Les commerces existants à la date d’approbation du SCoT peuvent se développer de la manière suivante : − si la surface de vente à la date d’approbation du SCoT est supérieure à 1 250 m², une
croissance dans la limite de 20% maximum de cette surface initiale est autorisée ; − si la surface de vente à la date d’approbation du SCoT est inférieure à 1 250 m², un
agrandissement jusqu’à 1 500 m² est possible.
Hors de cette centralité commerciale, aucune nouvelle implantation commerciale n’est autorisée à l’exception, et sous réserve des dispositions du règlement de chaque zone, de la restauration et l’hôtellerie, du commerce automobile et motocycle, du commerce et concession de bateaux de plaisance, du commerce de gros sans activité significative de commerce de détail et des points de vente liés à une activité de production située sur le lieu de production.
Les commerces existants à la date d’approbation du SCoT en dehors des centralités commerciales peuvent se développer, d’ici 2037, dans la limite maximale de 20% de leur surface de vente existante à la date d’approbation du SCoT.
9. ESPACES BOISÉS
Le classement des terrains en espace boisé classé interdit tout changement d’affectation ou tout mode d’occupation du sol qui serait de nature à compromettre la conservation, la protection ou la création de boisements.

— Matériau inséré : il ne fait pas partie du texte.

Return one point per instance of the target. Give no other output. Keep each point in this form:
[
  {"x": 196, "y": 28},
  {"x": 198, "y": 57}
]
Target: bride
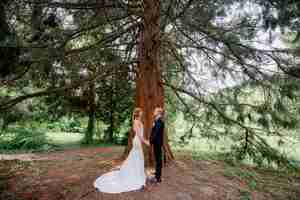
[{"x": 131, "y": 175}]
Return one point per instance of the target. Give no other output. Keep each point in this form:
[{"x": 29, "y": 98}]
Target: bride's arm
[{"x": 137, "y": 131}]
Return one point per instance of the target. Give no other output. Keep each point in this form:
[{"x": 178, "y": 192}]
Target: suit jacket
[{"x": 157, "y": 133}]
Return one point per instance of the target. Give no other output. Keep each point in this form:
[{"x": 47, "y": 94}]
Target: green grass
[{"x": 66, "y": 140}]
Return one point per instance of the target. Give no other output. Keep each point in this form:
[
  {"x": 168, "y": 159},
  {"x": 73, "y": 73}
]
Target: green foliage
[
  {"x": 66, "y": 124},
  {"x": 24, "y": 139}
]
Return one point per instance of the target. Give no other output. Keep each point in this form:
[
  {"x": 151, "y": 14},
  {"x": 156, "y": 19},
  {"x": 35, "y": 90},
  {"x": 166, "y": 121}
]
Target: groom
[{"x": 156, "y": 140}]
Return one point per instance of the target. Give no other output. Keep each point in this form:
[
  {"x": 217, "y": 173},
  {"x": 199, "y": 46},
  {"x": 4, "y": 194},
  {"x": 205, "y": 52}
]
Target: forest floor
[{"x": 69, "y": 174}]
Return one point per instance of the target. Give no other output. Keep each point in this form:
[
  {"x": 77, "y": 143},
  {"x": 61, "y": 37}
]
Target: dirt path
[{"x": 70, "y": 174}]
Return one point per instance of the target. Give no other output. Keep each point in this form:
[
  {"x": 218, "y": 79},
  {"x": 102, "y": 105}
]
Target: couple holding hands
[{"x": 131, "y": 175}]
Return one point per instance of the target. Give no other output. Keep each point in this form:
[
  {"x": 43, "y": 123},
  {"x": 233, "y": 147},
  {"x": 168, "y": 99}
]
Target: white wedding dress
[{"x": 131, "y": 175}]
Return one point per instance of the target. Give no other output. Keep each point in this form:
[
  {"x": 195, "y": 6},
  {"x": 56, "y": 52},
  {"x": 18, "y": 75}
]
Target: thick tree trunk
[{"x": 150, "y": 91}]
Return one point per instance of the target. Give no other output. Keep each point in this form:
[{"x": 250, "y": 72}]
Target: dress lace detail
[{"x": 131, "y": 175}]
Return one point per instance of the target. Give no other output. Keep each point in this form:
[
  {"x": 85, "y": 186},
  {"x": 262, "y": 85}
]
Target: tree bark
[
  {"x": 92, "y": 112},
  {"x": 149, "y": 87}
]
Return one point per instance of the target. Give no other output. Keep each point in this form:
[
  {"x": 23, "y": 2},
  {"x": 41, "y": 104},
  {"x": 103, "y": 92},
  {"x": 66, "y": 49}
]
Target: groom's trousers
[{"x": 158, "y": 161}]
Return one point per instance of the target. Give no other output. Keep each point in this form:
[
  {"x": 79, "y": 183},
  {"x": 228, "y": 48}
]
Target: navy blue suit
[{"x": 156, "y": 139}]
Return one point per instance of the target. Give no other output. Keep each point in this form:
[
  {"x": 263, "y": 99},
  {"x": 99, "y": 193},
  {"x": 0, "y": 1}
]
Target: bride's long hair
[{"x": 136, "y": 113}]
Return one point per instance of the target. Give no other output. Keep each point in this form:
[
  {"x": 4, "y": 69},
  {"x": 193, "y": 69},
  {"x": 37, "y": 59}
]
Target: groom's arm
[{"x": 158, "y": 132}]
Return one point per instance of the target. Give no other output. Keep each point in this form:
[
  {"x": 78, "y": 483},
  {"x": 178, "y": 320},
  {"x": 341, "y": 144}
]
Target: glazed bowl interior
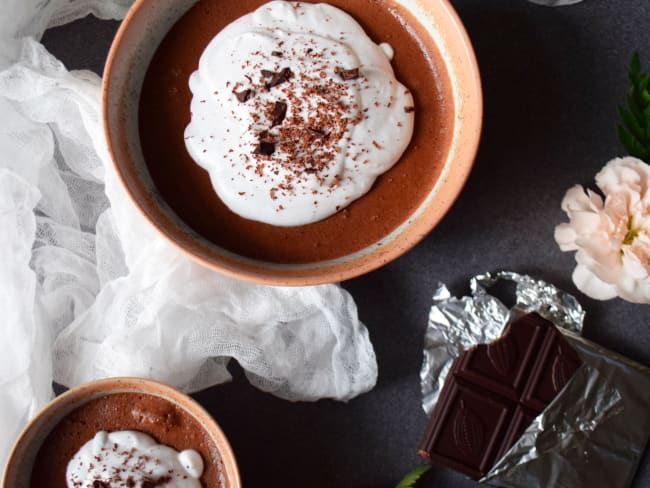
[
  {"x": 19, "y": 465},
  {"x": 135, "y": 44}
]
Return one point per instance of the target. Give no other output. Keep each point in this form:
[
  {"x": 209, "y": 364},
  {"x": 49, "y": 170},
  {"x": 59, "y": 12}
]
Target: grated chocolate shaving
[
  {"x": 245, "y": 95},
  {"x": 348, "y": 74},
  {"x": 277, "y": 78},
  {"x": 317, "y": 132},
  {"x": 264, "y": 148}
]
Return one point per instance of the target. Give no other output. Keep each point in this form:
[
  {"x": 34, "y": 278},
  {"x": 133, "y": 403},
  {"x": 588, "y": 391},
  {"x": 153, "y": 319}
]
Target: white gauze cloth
[{"x": 88, "y": 289}]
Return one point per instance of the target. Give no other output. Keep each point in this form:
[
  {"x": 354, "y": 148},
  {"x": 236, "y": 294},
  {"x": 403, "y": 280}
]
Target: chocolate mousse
[
  {"x": 103, "y": 420},
  {"x": 395, "y": 195}
]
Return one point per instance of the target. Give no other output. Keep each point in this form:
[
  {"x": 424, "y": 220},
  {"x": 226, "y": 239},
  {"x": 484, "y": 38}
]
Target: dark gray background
[{"x": 552, "y": 79}]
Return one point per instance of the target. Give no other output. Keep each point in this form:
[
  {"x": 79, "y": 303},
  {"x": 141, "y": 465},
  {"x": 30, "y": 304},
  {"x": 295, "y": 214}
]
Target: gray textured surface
[{"x": 552, "y": 80}]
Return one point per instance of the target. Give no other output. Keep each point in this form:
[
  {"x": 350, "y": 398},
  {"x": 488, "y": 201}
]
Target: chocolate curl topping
[
  {"x": 279, "y": 112},
  {"x": 348, "y": 74},
  {"x": 317, "y": 132},
  {"x": 276, "y": 78},
  {"x": 264, "y": 148},
  {"x": 244, "y": 95}
]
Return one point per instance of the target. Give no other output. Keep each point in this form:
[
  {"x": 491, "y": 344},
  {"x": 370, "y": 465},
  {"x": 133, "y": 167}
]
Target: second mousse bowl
[
  {"x": 122, "y": 432},
  {"x": 292, "y": 143}
]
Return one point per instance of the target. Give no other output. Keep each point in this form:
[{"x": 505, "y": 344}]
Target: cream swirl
[
  {"x": 295, "y": 112},
  {"x": 131, "y": 458}
]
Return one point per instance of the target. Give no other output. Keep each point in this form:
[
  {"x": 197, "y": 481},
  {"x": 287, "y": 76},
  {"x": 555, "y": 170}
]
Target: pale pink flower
[{"x": 611, "y": 236}]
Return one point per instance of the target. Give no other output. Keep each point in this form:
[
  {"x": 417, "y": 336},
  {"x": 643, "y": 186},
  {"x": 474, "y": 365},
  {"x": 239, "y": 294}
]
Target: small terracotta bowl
[
  {"x": 141, "y": 32},
  {"x": 17, "y": 473}
]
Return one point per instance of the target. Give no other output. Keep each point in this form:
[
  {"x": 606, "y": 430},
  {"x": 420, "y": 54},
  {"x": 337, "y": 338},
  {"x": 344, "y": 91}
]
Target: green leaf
[
  {"x": 634, "y": 131},
  {"x": 411, "y": 478}
]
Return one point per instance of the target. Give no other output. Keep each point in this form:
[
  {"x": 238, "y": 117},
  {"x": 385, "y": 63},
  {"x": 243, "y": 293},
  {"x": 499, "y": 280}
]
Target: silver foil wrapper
[{"x": 593, "y": 434}]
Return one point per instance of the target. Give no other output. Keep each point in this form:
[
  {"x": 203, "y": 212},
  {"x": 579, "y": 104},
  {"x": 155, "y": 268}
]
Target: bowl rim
[
  {"x": 106, "y": 386},
  {"x": 344, "y": 267}
]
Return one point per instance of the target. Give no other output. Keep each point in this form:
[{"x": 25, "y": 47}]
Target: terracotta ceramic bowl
[
  {"x": 18, "y": 470},
  {"x": 137, "y": 39}
]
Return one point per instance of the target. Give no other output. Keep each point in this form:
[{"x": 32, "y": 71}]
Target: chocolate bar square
[{"x": 493, "y": 393}]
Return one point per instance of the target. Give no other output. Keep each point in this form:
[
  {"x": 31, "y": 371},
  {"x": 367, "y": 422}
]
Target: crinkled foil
[{"x": 593, "y": 434}]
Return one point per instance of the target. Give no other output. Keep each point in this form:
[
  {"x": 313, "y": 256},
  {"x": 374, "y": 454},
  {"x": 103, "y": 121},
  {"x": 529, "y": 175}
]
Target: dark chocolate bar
[{"x": 493, "y": 393}]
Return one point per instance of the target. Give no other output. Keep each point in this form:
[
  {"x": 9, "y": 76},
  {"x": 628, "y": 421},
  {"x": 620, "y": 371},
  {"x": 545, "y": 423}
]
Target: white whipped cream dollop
[
  {"x": 295, "y": 112},
  {"x": 132, "y": 459}
]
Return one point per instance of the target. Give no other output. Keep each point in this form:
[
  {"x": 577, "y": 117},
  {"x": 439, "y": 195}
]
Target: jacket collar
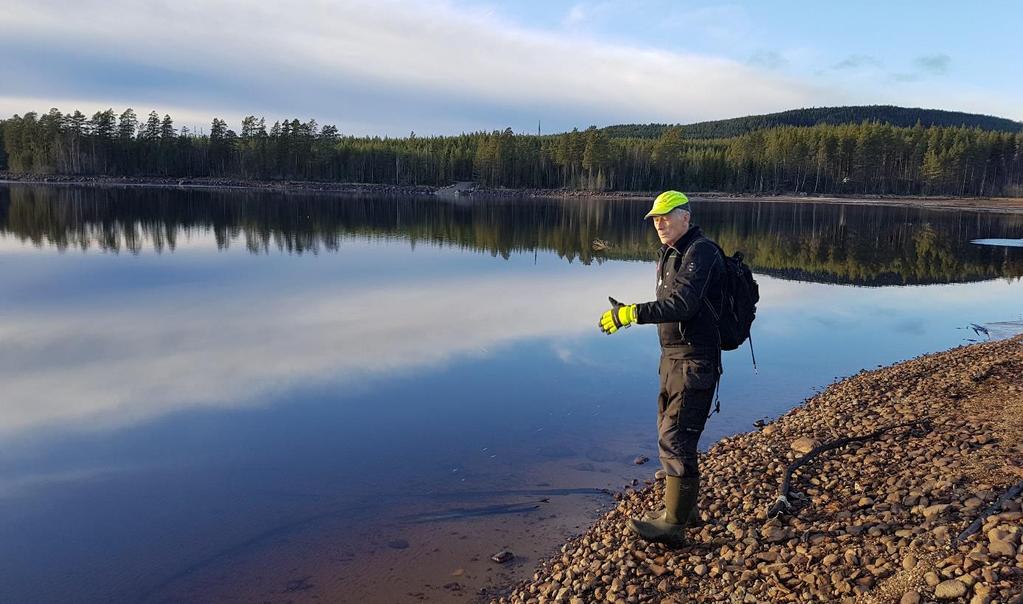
[{"x": 682, "y": 242}]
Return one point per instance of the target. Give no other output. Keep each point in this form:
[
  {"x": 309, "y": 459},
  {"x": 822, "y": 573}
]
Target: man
[{"x": 690, "y": 273}]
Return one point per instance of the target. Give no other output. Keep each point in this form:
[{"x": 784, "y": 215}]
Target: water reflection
[
  {"x": 183, "y": 426},
  {"x": 840, "y": 244}
]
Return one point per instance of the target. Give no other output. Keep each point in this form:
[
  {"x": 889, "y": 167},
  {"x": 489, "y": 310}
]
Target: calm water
[{"x": 218, "y": 393}]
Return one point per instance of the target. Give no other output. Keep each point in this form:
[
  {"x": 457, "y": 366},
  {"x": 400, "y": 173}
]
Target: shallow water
[{"x": 241, "y": 395}]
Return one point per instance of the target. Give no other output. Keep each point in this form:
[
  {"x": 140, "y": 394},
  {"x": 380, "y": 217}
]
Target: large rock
[{"x": 804, "y": 444}]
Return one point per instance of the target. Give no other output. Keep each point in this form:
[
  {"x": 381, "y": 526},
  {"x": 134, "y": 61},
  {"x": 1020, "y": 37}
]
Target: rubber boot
[
  {"x": 694, "y": 520},
  {"x": 679, "y": 499}
]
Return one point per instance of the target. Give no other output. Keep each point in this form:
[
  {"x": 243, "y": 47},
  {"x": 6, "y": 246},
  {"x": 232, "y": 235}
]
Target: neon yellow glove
[{"x": 619, "y": 316}]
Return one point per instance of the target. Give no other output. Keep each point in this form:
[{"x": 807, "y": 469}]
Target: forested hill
[{"x": 884, "y": 114}]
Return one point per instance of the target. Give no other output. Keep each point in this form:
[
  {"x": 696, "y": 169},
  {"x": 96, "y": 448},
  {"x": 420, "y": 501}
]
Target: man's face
[{"x": 671, "y": 225}]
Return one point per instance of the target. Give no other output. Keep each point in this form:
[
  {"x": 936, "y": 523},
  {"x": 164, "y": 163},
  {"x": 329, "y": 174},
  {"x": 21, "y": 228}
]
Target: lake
[{"x": 229, "y": 395}]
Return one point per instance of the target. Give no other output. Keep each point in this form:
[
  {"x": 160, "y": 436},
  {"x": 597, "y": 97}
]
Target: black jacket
[{"x": 688, "y": 284}]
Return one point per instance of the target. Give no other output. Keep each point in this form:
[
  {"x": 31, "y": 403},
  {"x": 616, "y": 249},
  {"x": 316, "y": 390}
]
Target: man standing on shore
[{"x": 690, "y": 299}]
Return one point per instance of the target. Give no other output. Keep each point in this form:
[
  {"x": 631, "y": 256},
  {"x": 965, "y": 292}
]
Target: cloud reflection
[{"x": 109, "y": 364}]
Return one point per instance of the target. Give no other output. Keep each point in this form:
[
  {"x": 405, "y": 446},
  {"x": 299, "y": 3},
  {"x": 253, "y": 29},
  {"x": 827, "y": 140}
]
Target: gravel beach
[{"x": 872, "y": 521}]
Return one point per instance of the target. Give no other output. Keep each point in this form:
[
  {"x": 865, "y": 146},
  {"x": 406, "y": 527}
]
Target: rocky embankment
[{"x": 873, "y": 521}]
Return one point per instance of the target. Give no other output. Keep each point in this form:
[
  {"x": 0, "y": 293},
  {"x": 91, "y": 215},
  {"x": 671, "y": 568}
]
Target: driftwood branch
[
  {"x": 782, "y": 504},
  {"x": 992, "y": 509}
]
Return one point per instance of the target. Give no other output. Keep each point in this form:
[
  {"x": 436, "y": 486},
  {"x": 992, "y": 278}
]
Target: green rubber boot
[
  {"x": 694, "y": 520},
  {"x": 679, "y": 499}
]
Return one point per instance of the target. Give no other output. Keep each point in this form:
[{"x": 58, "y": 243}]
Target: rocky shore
[{"x": 873, "y": 521}]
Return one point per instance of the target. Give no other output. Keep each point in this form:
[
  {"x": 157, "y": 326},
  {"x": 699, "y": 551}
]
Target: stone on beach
[{"x": 872, "y": 521}]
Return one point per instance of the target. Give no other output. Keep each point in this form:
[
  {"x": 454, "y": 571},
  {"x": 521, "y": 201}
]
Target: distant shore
[
  {"x": 872, "y": 521},
  {"x": 472, "y": 191}
]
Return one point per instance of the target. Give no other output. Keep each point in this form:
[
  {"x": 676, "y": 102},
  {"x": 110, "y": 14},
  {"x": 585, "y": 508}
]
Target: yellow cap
[{"x": 667, "y": 202}]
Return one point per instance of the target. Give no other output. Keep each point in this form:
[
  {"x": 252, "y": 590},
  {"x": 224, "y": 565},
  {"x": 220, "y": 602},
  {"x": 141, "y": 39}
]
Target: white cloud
[{"x": 314, "y": 57}]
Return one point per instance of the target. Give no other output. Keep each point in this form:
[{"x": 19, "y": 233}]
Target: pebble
[
  {"x": 865, "y": 517},
  {"x": 949, "y": 590},
  {"x": 804, "y": 444}
]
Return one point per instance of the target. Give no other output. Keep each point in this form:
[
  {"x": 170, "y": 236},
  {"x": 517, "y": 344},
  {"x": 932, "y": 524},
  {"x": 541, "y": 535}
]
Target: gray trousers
[{"x": 682, "y": 405}]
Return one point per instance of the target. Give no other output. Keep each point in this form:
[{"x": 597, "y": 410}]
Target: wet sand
[{"x": 429, "y": 547}]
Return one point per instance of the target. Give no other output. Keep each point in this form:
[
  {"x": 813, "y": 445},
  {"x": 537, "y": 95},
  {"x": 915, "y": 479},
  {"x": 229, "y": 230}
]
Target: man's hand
[{"x": 619, "y": 316}]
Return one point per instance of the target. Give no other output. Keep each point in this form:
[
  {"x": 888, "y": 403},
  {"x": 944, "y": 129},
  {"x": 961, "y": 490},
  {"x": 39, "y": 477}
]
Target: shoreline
[
  {"x": 1004, "y": 205},
  {"x": 873, "y": 521}
]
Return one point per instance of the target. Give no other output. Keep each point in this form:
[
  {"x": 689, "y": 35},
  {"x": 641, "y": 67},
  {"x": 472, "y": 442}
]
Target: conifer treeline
[
  {"x": 824, "y": 243},
  {"x": 864, "y": 158}
]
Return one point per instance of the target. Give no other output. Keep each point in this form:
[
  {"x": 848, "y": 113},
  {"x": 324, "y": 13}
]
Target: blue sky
[{"x": 446, "y": 67}]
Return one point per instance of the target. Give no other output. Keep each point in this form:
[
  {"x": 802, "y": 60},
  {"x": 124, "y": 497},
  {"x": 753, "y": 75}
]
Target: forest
[
  {"x": 820, "y": 243},
  {"x": 862, "y": 158}
]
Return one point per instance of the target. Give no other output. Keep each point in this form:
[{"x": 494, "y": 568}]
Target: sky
[{"x": 445, "y": 67}]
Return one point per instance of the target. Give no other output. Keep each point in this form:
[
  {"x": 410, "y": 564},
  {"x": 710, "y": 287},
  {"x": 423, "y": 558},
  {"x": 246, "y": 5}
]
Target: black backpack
[{"x": 741, "y": 295}]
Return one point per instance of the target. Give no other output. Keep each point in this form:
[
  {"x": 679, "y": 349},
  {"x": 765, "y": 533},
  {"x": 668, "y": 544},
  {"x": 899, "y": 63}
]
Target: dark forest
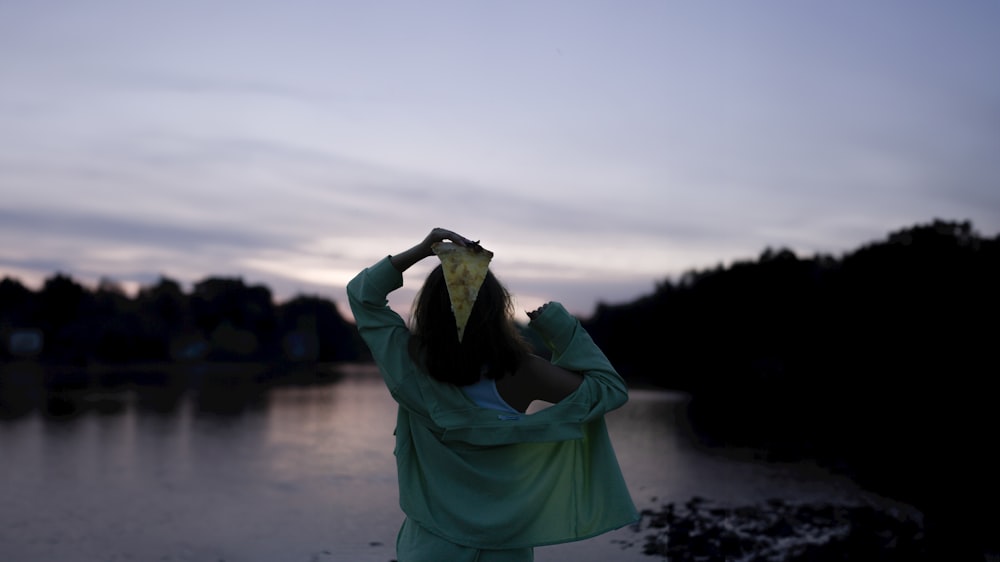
[{"x": 879, "y": 363}]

Les demandes de défrichement sont irrecevables dans les espaces boisés classés figurant au règlement graphique du présent PLU. Le défrichement est défini comme « une opération ayant pour effet de détruire l’état boisé d’un terrain et de mettre fin à sa destination forestière » à la différence de la coupe et de l’abattage d’arbres qui sont des actes de gestion et d’exploitation normale des boisements. Sont assimilées à un défrichement les opérations volontaires ayant pour conséquence d’entraîner à terme la destruction de l’état boisé d’un terrain et de mettre fin à sa destination forestière, sauf si elles sont entreprises en application d’une servitude d’utilité publique. Le défrichement peut être direct : dessouchage, terrassement, … ou indirect : occupation du sol incompatible au maintien de l’écosystème forestier : camping, pâturage de forêt, etc… .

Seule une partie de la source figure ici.